Reputation: 17881
I used lxml to parse some web page as below:
>>> doc = lxml.html.fromstring(htmldata)
>>> element in doc.cssselect(sometag)[0]
>>> text = element.text_content()
>>> print text
u'Waldenstr\xf6m'
Why it prints u'Waldenstr\xf6m' but not "Waldenström" here?
After that, I tried to add this text to a MySQL table with UTF-8 character set and utf8_general_ci collatio, Users is a Django model:
>>> Users.objects.create(last_name=text)
'ascii' codec can't encode character u'\xf6' in position 9: ordinal not in range(128)
What I was doing wrong here? How can I get the the correct data "Waldenström" and write it to database?
Upvotes: 1
Views: 1172
Reputation: 536359
>>> print text
u'Waldenstr\xf6m'
There is a difference between displaying something in the shell (which uses the repr
) and printing it (which just spits out the string):
>>> u'Waldenstr\xf6m'
u'Waldenstr\xf6m'
>>> print u'Waldenstr\xf6m'
Waldenström
So, I'm not sure your snippet above is really what happened.
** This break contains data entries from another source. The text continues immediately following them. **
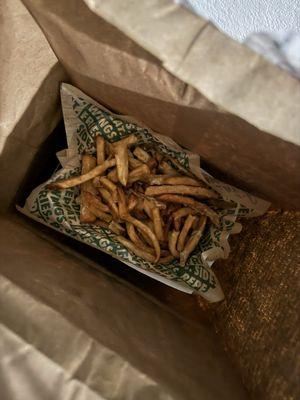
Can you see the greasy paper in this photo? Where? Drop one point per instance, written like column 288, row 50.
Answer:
column 84, row 119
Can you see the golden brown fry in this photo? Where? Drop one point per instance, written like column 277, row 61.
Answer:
column 166, row 259
column 181, row 189
column 149, row 232
column 100, row 146
column 78, row 180
column 100, row 214
column 116, row 227
column 158, row 157
column 134, row 163
column 135, row 238
column 173, row 180
column 120, row 150
column 113, row 175
column 192, row 241
column 95, row 202
column 88, row 163
column 147, row 208
column 166, row 168
column 110, row 202
column 123, row 211
column 109, row 185
column 184, row 232
column 173, row 237
column 178, row 214
column 157, row 222
column 102, row 224
column 138, row 173
column 132, row 202
column 196, row 205
column 141, row 154
column 136, row 250
column 152, row 164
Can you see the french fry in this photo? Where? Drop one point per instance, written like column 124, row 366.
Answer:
column 173, row 180
column 136, row 250
column 134, row 163
column 100, row 214
column 147, row 208
column 157, row 222
column 113, row 175
column 166, row 168
column 196, row 205
column 95, row 202
column 180, row 189
column 173, row 237
column 132, row 202
column 192, row 241
column 166, row 259
column 188, row 223
column 86, row 216
column 78, row 180
column 109, row 185
column 148, row 232
column 135, row 238
column 116, row 227
column 120, row 150
column 100, row 146
column 141, row 154
column 110, row 202
column 138, row 173
column 102, row 224
column 152, row 164
column 123, row 211
column 182, row 212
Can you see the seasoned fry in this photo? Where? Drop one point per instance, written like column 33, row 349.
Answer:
column 166, row 168
column 86, row 216
column 132, row 202
column 102, row 224
column 188, row 223
column 136, row 250
column 147, row 208
column 95, row 202
column 110, row 202
column 113, row 175
column 116, row 227
column 166, row 259
column 135, row 238
column 141, row 154
column 144, row 228
column 138, row 173
column 152, row 164
column 173, row 180
column 180, row 189
column 178, row 214
column 134, row 163
column 157, row 222
column 123, row 211
column 100, row 214
column 109, row 185
column 196, row 205
column 192, row 241
column 100, row 146
column 173, row 237
column 78, row 180
column 120, row 150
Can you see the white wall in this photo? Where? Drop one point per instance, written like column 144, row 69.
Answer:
column 240, row 18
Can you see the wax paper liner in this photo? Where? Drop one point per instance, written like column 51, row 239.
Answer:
column 84, row 119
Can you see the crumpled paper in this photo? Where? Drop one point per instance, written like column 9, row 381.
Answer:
column 84, row 119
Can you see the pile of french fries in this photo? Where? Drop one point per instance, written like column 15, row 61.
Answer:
column 153, row 205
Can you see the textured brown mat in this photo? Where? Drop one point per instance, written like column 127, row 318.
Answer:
column 259, row 322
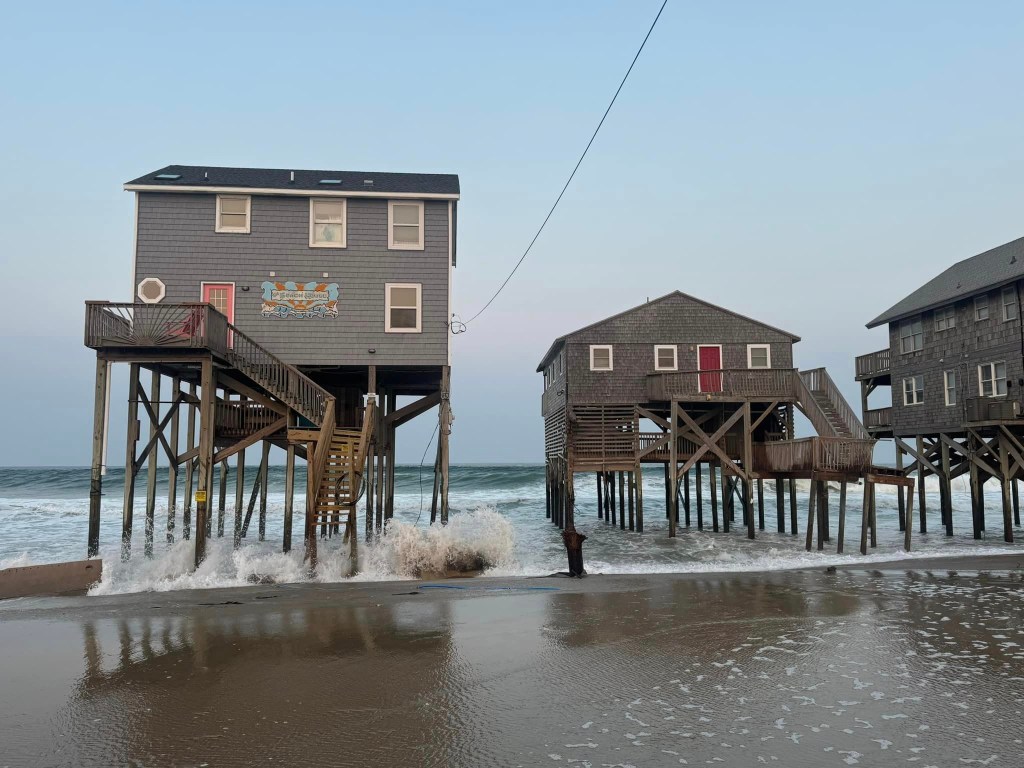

If it definitely is, then your XHTML must contain exactly that string:
<div class="something">u'Waldenstr\xf6m'</div>
(maybe it was incorrectly generated by Python using a string's repr()
instead of its str()
?)
If this is right and intentional, you would need to parse that Python string literal into a simple string. One way of doing that would be:
>>> r= r"u'Waldenstr\xf6m'"
>>> print r[2:-1].decode('unicode-escape')
Waldenström
If the snippet at the top is actually not quite right and you are simply asking why Python's repr
escapes all non-ASCII characters, the answer is that printing non-ASCII to the console is unreliable across various environments so the escape is safer. In the above examples you might have received ?
s or worse instead of the ö
if you were unlucky.
In Python 3 this changes:
>>> 'Waldenstr\xf6m'
'Waldenström'
Upvotes: 0